The new associate dean’s program is expected to focus on big ideas in priority research areas, such as autonomy, robotics, urban technology and neuroscience. These are areas in which Ferrari has already demonstrated intellectual leadership and its ability to organize successful multi-researcher research teams.

Ferrari’s own research focuses on active perception, computational intelligence, and sensorimotor learning and control theory. She is currently Director of the Ithaca-based Intelligent Systems and Controls Laboratory (LISC) and Co-Director of the Cornell-Unibo Věho Institute on Vehicle Intelligence at Cornell Tech.

In perhaps a first working demonstration she will build on as Associate Dean, Ferrari recently hosted the successful Autonomy and Mobility in Technical and Natural Environments workshop, held on Roosevelt Island and highlighted the latest research and proposed smart and urban city solutions. technological academic communities.

“Silvia’s work sits at the intersection of several emerging areas of science and technology that underpin priority research directions at both Cornell Engineering and Cornell Tech,” said Lynden Archer, Joseph Silbert Dean of Engineering. “Her familiarity with both campuses, as well as her proven ability to forge strong relationships with industry, government and international partners, makes her ideal to lead our cross-campus research partnership.

Prior to joining Cornell, Ferrari was a professor of engineering and computer science at Duke University, where she founded and led an NSF Integrative Graduate Education and Research Traineeship and Fellowship program on wireless smart sensor networks. She received her Bachelor of Science from Embry-Riddle Aeronautical University as well as a Masters and Ph.D. degrees from Princeton University.
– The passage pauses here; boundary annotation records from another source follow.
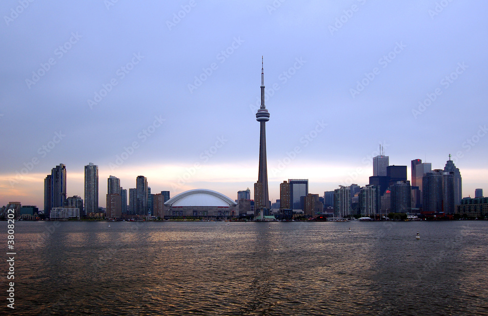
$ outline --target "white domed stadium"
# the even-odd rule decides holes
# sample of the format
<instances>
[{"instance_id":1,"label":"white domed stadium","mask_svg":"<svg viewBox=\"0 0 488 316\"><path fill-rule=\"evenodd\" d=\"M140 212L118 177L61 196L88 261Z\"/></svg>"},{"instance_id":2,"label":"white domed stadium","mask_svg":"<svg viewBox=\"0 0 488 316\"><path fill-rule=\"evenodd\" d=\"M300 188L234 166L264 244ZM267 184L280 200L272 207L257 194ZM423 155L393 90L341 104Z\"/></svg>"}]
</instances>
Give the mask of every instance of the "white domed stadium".
<instances>
[{"instance_id":1,"label":"white domed stadium","mask_svg":"<svg viewBox=\"0 0 488 316\"><path fill-rule=\"evenodd\" d=\"M189 190L164 202L165 217L234 216L237 204L224 194L203 189Z\"/></svg>"}]
</instances>

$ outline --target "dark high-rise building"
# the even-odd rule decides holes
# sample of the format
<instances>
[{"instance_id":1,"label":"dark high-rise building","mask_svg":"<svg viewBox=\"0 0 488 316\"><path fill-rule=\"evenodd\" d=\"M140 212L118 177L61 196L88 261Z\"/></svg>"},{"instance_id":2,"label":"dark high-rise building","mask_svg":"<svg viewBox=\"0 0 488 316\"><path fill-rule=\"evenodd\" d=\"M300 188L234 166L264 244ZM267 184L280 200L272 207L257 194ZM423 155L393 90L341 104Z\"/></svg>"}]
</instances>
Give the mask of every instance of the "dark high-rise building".
<instances>
[{"instance_id":1,"label":"dark high-rise building","mask_svg":"<svg viewBox=\"0 0 488 316\"><path fill-rule=\"evenodd\" d=\"M151 188L147 187L147 214L153 215L154 212L154 194L151 194Z\"/></svg>"},{"instance_id":2,"label":"dark high-rise building","mask_svg":"<svg viewBox=\"0 0 488 316\"><path fill-rule=\"evenodd\" d=\"M309 193L305 197L304 215L306 217L314 217L316 214L322 213L324 204L319 200L319 194Z\"/></svg>"},{"instance_id":3,"label":"dark high-rise building","mask_svg":"<svg viewBox=\"0 0 488 316\"><path fill-rule=\"evenodd\" d=\"M121 187L121 203L122 204L122 213L127 213L127 189Z\"/></svg>"},{"instance_id":4,"label":"dark high-rise building","mask_svg":"<svg viewBox=\"0 0 488 316\"><path fill-rule=\"evenodd\" d=\"M142 175L136 178L137 203L136 213L137 215L147 215L147 179Z\"/></svg>"},{"instance_id":5,"label":"dark high-rise building","mask_svg":"<svg viewBox=\"0 0 488 316\"><path fill-rule=\"evenodd\" d=\"M334 206L334 191L325 191L324 192L324 205L325 207Z\"/></svg>"},{"instance_id":6,"label":"dark high-rise building","mask_svg":"<svg viewBox=\"0 0 488 316\"><path fill-rule=\"evenodd\" d=\"M390 209L393 213L412 211L412 188L408 180L398 181L390 187Z\"/></svg>"},{"instance_id":7,"label":"dark high-rise building","mask_svg":"<svg viewBox=\"0 0 488 316\"><path fill-rule=\"evenodd\" d=\"M121 180L113 175L107 179L107 207L105 215L108 218L120 218L122 216L122 196Z\"/></svg>"},{"instance_id":8,"label":"dark high-rise building","mask_svg":"<svg viewBox=\"0 0 488 316\"><path fill-rule=\"evenodd\" d=\"M51 175L48 174L44 179L44 212L48 216L53 205L51 200L51 195L52 194L52 188L51 187L52 183Z\"/></svg>"},{"instance_id":9,"label":"dark high-rise building","mask_svg":"<svg viewBox=\"0 0 488 316\"><path fill-rule=\"evenodd\" d=\"M418 187L417 183L417 165L422 163L422 159L414 159L412 160L411 163L412 178L410 183L412 187Z\"/></svg>"},{"instance_id":10,"label":"dark high-rise building","mask_svg":"<svg viewBox=\"0 0 488 316\"><path fill-rule=\"evenodd\" d=\"M308 179L288 179L288 183L290 186L290 208L303 211L305 199L308 194Z\"/></svg>"},{"instance_id":11,"label":"dark high-rise building","mask_svg":"<svg viewBox=\"0 0 488 316\"><path fill-rule=\"evenodd\" d=\"M280 209L290 210L290 184L283 181L280 184Z\"/></svg>"},{"instance_id":12,"label":"dark high-rise building","mask_svg":"<svg viewBox=\"0 0 488 316\"><path fill-rule=\"evenodd\" d=\"M373 176L384 177L386 175L386 167L389 164L387 156L377 156L373 157Z\"/></svg>"},{"instance_id":13,"label":"dark high-rise building","mask_svg":"<svg viewBox=\"0 0 488 316\"><path fill-rule=\"evenodd\" d=\"M64 202L64 207L68 208L74 208L80 210L80 217L84 217L86 214L84 213L83 210L83 199L81 196L73 195L66 198Z\"/></svg>"},{"instance_id":14,"label":"dark high-rise building","mask_svg":"<svg viewBox=\"0 0 488 316\"><path fill-rule=\"evenodd\" d=\"M363 217L380 213L380 188L374 185L361 188L358 201L360 214Z\"/></svg>"},{"instance_id":15,"label":"dark high-rise building","mask_svg":"<svg viewBox=\"0 0 488 316\"><path fill-rule=\"evenodd\" d=\"M386 176L388 177L388 186L391 186L398 181L406 181L407 166L395 166L394 165L388 166L386 167Z\"/></svg>"},{"instance_id":16,"label":"dark high-rise building","mask_svg":"<svg viewBox=\"0 0 488 316\"><path fill-rule=\"evenodd\" d=\"M107 194L105 216L112 219L122 216L122 197L120 194Z\"/></svg>"},{"instance_id":17,"label":"dark high-rise building","mask_svg":"<svg viewBox=\"0 0 488 316\"><path fill-rule=\"evenodd\" d=\"M461 203L463 198L463 182L459 169L456 168L454 162L451 160L450 154L449 154L449 160L446 162L444 172L454 173L454 204L457 205Z\"/></svg>"},{"instance_id":18,"label":"dark high-rise building","mask_svg":"<svg viewBox=\"0 0 488 316\"><path fill-rule=\"evenodd\" d=\"M129 210L127 214L136 215L137 211L137 190L129 189Z\"/></svg>"},{"instance_id":19,"label":"dark high-rise building","mask_svg":"<svg viewBox=\"0 0 488 316\"><path fill-rule=\"evenodd\" d=\"M380 196L383 196L385 194L386 189L388 189L388 184L389 181L389 178L386 176L372 176L369 177L369 184L375 185L378 187L380 190Z\"/></svg>"},{"instance_id":20,"label":"dark high-rise building","mask_svg":"<svg viewBox=\"0 0 488 316\"><path fill-rule=\"evenodd\" d=\"M254 200L255 209L260 208L269 209L269 194L268 190L268 171L266 160L266 122L269 121L269 113L264 106L264 72L262 60L261 67L261 106L256 113L256 120L259 122L259 168L258 181L255 184ZM257 184L257 187L256 186ZM262 216L264 215L262 213Z\"/></svg>"},{"instance_id":21,"label":"dark high-rise building","mask_svg":"<svg viewBox=\"0 0 488 316\"><path fill-rule=\"evenodd\" d=\"M120 194L121 179L113 175L109 177L107 187L107 194Z\"/></svg>"},{"instance_id":22,"label":"dark high-rise building","mask_svg":"<svg viewBox=\"0 0 488 316\"><path fill-rule=\"evenodd\" d=\"M444 187L444 211L446 214L454 214L455 211L455 174L453 172L444 171L443 175Z\"/></svg>"},{"instance_id":23,"label":"dark high-rise building","mask_svg":"<svg viewBox=\"0 0 488 316\"><path fill-rule=\"evenodd\" d=\"M49 216L53 208L62 208L66 201L66 166L60 164L44 180L44 212ZM47 199L46 199L47 197Z\"/></svg>"},{"instance_id":24,"label":"dark high-rise building","mask_svg":"<svg viewBox=\"0 0 488 316\"><path fill-rule=\"evenodd\" d=\"M422 209L424 211L443 211L444 171L436 169L424 175L422 179Z\"/></svg>"},{"instance_id":25,"label":"dark high-rise building","mask_svg":"<svg viewBox=\"0 0 488 316\"><path fill-rule=\"evenodd\" d=\"M99 212L98 166L92 163L85 166L85 212Z\"/></svg>"},{"instance_id":26,"label":"dark high-rise building","mask_svg":"<svg viewBox=\"0 0 488 316\"><path fill-rule=\"evenodd\" d=\"M351 214L351 188L339 186L334 190L334 216L347 217Z\"/></svg>"}]
</instances>

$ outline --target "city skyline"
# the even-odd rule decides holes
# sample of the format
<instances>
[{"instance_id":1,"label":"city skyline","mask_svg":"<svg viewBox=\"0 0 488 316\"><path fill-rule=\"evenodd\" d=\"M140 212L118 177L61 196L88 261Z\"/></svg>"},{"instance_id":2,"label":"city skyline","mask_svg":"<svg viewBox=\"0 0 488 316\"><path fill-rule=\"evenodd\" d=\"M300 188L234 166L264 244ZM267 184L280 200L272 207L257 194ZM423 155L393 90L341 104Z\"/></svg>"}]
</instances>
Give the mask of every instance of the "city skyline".
<instances>
[{"instance_id":1,"label":"city skyline","mask_svg":"<svg viewBox=\"0 0 488 316\"><path fill-rule=\"evenodd\" d=\"M60 163L83 197L90 162L127 189L143 175L234 199L256 181L262 55L272 201L289 179L366 185L380 145L408 180L412 159L443 169L451 154L463 197L487 190L487 3L195 3L33 2L15 18L2 3L0 205L42 208Z\"/></svg>"}]
</instances>

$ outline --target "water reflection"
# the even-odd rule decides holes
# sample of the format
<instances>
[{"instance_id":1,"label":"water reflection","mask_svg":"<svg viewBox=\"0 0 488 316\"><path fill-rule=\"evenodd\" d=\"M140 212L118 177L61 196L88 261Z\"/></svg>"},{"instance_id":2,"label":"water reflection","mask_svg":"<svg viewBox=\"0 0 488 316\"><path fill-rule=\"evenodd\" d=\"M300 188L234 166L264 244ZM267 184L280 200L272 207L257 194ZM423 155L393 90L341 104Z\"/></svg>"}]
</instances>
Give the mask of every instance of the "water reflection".
<instances>
[{"instance_id":1,"label":"water reflection","mask_svg":"<svg viewBox=\"0 0 488 316\"><path fill-rule=\"evenodd\" d=\"M21 222L16 303L22 315L481 314L487 224Z\"/></svg>"}]
</instances>

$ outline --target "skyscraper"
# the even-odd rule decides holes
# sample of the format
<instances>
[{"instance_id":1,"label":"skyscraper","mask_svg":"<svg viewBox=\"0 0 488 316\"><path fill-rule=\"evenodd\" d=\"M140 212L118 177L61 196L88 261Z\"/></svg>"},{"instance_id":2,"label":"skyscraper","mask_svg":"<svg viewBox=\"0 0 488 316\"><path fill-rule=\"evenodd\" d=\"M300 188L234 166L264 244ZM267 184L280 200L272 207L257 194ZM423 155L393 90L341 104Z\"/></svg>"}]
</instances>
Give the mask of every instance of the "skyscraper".
<instances>
[{"instance_id":1,"label":"skyscraper","mask_svg":"<svg viewBox=\"0 0 488 316\"><path fill-rule=\"evenodd\" d=\"M64 206L68 208L74 208L80 210L80 217L85 216L83 211L83 199L78 195L73 195L67 198L64 202Z\"/></svg>"},{"instance_id":2,"label":"skyscraper","mask_svg":"<svg viewBox=\"0 0 488 316\"><path fill-rule=\"evenodd\" d=\"M424 211L441 212L444 200L444 171L436 169L422 178L422 209Z\"/></svg>"},{"instance_id":3,"label":"skyscraper","mask_svg":"<svg viewBox=\"0 0 488 316\"><path fill-rule=\"evenodd\" d=\"M288 179L288 183L290 185L290 208L303 211L305 199L308 194L308 179Z\"/></svg>"},{"instance_id":4,"label":"skyscraper","mask_svg":"<svg viewBox=\"0 0 488 316\"><path fill-rule=\"evenodd\" d=\"M339 186L334 190L334 216L346 217L351 214L351 188Z\"/></svg>"},{"instance_id":5,"label":"skyscraper","mask_svg":"<svg viewBox=\"0 0 488 316\"><path fill-rule=\"evenodd\" d=\"M393 213L412 211L412 189L408 180L398 181L390 187L390 207Z\"/></svg>"},{"instance_id":6,"label":"skyscraper","mask_svg":"<svg viewBox=\"0 0 488 316\"><path fill-rule=\"evenodd\" d=\"M44 213L47 216L49 215L53 205L51 200L52 191L52 188L51 187L52 183L51 176L51 175L48 174L44 179Z\"/></svg>"},{"instance_id":7,"label":"skyscraper","mask_svg":"<svg viewBox=\"0 0 488 316\"><path fill-rule=\"evenodd\" d=\"M136 213L145 216L147 215L147 179L142 175L136 178L137 204Z\"/></svg>"},{"instance_id":8,"label":"skyscraper","mask_svg":"<svg viewBox=\"0 0 488 316\"><path fill-rule=\"evenodd\" d=\"M380 212L380 188L374 185L361 188L359 194L359 212L363 217L376 215Z\"/></svg>"},{"instance_id":9,"label":"skyscraper","mask_svg":"<svg viewBox=\"0 0 488 316\"><path fill-rule=\"evenodd\" d=\"M454 162L451 160L451 154L449 154L449 160L446 162L444 172L454 172L454 204L461 203L463 199L463 182L459 169L456 168Z\"/></svg>"},{"instance_id":10,"label":"skyscraper","mask_svg":"<svg viewBox=\"0 0 488 316\"><path fill-rule=\"evenodd\" d=\"M127 213L127 189L121 187L121 202L122 204L122 213Z\"/></svg>"},{"instance_id":11,"label":"skyscraper","mask_svg":"<svg viewBox=\"0 0 488 316\"><path fill-rule=\"evenodd\" d=\"M456 192L455 182L456 176L452 171L444 171L443 175L444 189L443 211L446 214L454 214L455 210Z\"/></svg>"},{"instance_id":12,"label":"skyscraper","mask_svg":"<svg viewBox=\"0 0 488 316\"><path fill-rule=\"evenodd\" d=\"M98 212L98 166L90 163L85 166L85 213Z\"/></svg>"},{"instance_id":13,"label":"skyscraper","mask_svg":"<svg viewBox=\"0 0 488 316\"><path fill-rule=\"evenodd\" d=\"M386 167L389 164L388 156L377 156L373 157L373 176L384 177L386 175Z\"/></svg>"},{"instance_id":14,"label":"skyscraper","mask_svg":"<svg viewBox=\"0 0 488 316\"><path fill-rule=\"evenodd\" d=\"M269 194L268 190L268 170L266 161L266 122L269 121L269 113L264 106L264 72L261 60L261 106L256 113L256 120L260 124L259 168L258 181L254 185L255 209L262 208L269 209ZM257 185L257 186L256 185ZM262 212L261 216L264 214Z\"/></svg>"},{"instance_id":15,"label":"skyscraper","mask_svg":"<svg viewBox=\"0 0 488 316\"><path fill-rule=\"evenodd\" d=\"M280 184L280 209L290 209L290 184L286 181L283 181L283 183Z\"/></svg>"},{"instance_id":16,"label":"skyscraper","mask_svg":"<svg viewBox=\"0 0 488 316\"><path fill-rule=\"evenodd\" d=\"M109 218L120 218L122 216L121 180L113 175L111 175L107 180L106 216Z\"/></svg>"},{"instance_id":17,"label":"skyscraper","mask_svg":"<svg viewBox=\"0 0 488 316\"><path fill-rule=\"evenodd\" d=\"M135 215L137 209L137 190L135 189L129 189L129 209L127 213Z\"/></svg>"},{"instance_id":18,"label":"skyscraper","mask_svg":"<svg viewBox=\"0 0 488 316\"><path fill-rule=\"evenodd\" d=\"M60 164L44 180L44 214L49 216L51 209L63 207L66 198L66 166Z\"/></svg>"},{"instance_id":19,"label":"skyscraper","mask_svg":"<svg viewBox=\"0 0 488 316\"><path fill-rule=\"evenodd\" d=\"M109 177L107 181L107 194L120 194L121 179L113 175Z\"/></svg>"},{"instance_id":20,"label":"skyscraper","mask_svg":"<svg viewBox=\"0 0 488 316\"><path fill-rule=\"evenodd\" d=\"M410 183L413 187L418 187L418 185L417 184L417 165L420 165L422 163L422 159L414 159L411 161L411 172L412 173L412 177Z\"/></svg>"}]
</instances>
“One of the main reasons I chose Cornell is that our research is designed to be so interdisciplinary, which is ideal for the future of engineering,” Ferrari said. “Because of our culture, bringing Cornell Engineering and Cornell Tech together in this way will create tremendous opportunities. I look forward to hearing insights from faculty and students across the Cornell community as we embark on this new phase of engineering research on our campuses.